“How many rows exist in a table?”
It seems like such an innocent request. It isn’t too hard to get this information out of SQL Server. But before you open SSMS and whip out a quick query, understand that there are multiple methods to get this information out of SQL Server – and none of them are perfect!
COUNT(*) or COUNT(1)
The seemingly obvious way to get the count of rows from the table is to use the COUNT function. There are two common ways to do this – COUNT(*) and COUNT(1). Let’s look at COUNT(*) first.
1 2 |
SELECT COUNT(*) FROM dbo.bigTransactionHistory; |
The STATISTICS IO output of this query shows that SQL Server is doing a lot of work! Over 100,000 logical reads, physical reads, and even read-ahead reads need to be done to satisfy this query.
1 2 3 4 |
(1 row(s) affected) Table 'bigTransactionHistory'. Scan count 5, logical reads 132534, physical reads 3, read-ahead reads 131834, lob logical reads 0, lob physical reads 0, lob read-ahead reads 0. |
Looking at the execution plan, we can see an Index Scan returning over 31 million rows. This means that SQL Server is reading every row in the index, then aggregating and counting the value – finally ending up with our result set. The cost of this query? 123.910000.
The query results: 31,263,601 rows.
Now, let’s look at the behavior of COUNT(1).
1 2 |
SELECT COUNT(1) FROM dbo.bigTransactionHistory; |
We can see from STATISTICS IO that we have a large number of logical reads – over 100,000.
1 2 3 4 |
(1 row(s) affected) Table 'bigTransactionHistory'. Scan count 5, logical reads 132531, physical reads 3, read-ahead reads 131849, lob logical reads 0, lob physical reads 0, lob read-ahead reads 0. |
The execution plan again shows an index scan returning over 31 million rows for processing. The query cost is the same, 123.910000.
The results here are the same – 31,263,601 rows.
The benefit of using COUNT is that it is an accurate indicator of exactly how many rows exist in the table at the time query processing begins. However, as the table is scanned, locks are being held. This means that other queries that need to access this table have to wait in line. This might be acceptable on an occasional basis, but I frequently see applications issuing these types of queries hundreds or thousands of times per minute.

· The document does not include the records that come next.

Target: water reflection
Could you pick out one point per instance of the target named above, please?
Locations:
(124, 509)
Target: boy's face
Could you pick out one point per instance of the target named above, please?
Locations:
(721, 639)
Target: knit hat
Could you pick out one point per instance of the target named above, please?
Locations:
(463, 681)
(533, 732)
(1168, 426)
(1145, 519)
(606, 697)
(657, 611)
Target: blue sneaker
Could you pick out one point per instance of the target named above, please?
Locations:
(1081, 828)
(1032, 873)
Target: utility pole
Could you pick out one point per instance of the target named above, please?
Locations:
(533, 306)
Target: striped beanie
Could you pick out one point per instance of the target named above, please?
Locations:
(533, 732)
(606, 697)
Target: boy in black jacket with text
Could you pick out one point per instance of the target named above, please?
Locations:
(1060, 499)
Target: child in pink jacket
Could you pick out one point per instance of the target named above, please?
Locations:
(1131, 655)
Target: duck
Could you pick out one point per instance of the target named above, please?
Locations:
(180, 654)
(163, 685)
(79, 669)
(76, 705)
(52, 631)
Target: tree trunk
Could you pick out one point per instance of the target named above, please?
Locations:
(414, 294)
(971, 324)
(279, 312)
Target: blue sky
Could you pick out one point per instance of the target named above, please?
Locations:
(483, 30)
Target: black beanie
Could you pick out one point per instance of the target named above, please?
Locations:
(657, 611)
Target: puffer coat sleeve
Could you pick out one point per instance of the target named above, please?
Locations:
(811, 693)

sys.tables + sys.indexes + sys.partitions
We can join several SQL Server catalog views to count the rows in a table or index, also. sys.tables will return objects that are user-defined tables; sys.indexes returns a row for each index of the table; and sys.partitions returns a row for each partition in the table or index. I am going to query for the table ID, name, and count of rows in all partitions.
1 2 3 4 5 6 7 8 9 10 11 |
DECLARE @TableName sysname SET @TableName = 'bigTransactionHistory' SELECT TBL.object_id, TBL.name, SUM(PART.rows) AS rows FROM sys.tables TBL INNER JOIN sys.partitions PART ON TBL.object_id = PART.object_id INNER JOIN sys.indexes IDX ON PART.object_id = IDX.object_id AND PART.index_id = IDX.index_id WHERE TBL.name = @TableName AND IDX.index_id < 2 GROUP BY TBL.object_id, TBL.name; |
The output of STATISTICS IO here shows far fewer reads – 15 logical reads total.
1 2 3 4 5 6 7 8 9 |
(1 row(s) affected) Table 'syssingleobjrefs'. Scan count 1, logical reads 2, physical reads 0, read-ahead reads 0, lob logical reads 0, lob physical reads 0, lob read-ahead reads 0. Table 'sysidxstats'. Scan count 2, logical reads 4, physical reads 0, read-ahead reads 0, lob logical reads 0, lob physical reads 0, lob read-ahead reads 0. Table 'sysrowsets'. Scan count 1, logical reads 5, physical reads 0, read-ahead reads 0, lob logical reads 0, lob physical reads 0, lob read-ahead reads 0. Table 'sysschobjs'. Scan count 1, logical reads 4, physical reads 0, read-ahead reads 0, lob logical reads 0, lob physical reads 0, lob read-ahead reads 0. |
The execution plan is more complex, but much less work – the query cost here is 0.0341384.
The results of the query are also the same – 31,263,301.
The benefits of using this method are that the query is much more efficient, and it doesn’t lock the table you need the count of rows for.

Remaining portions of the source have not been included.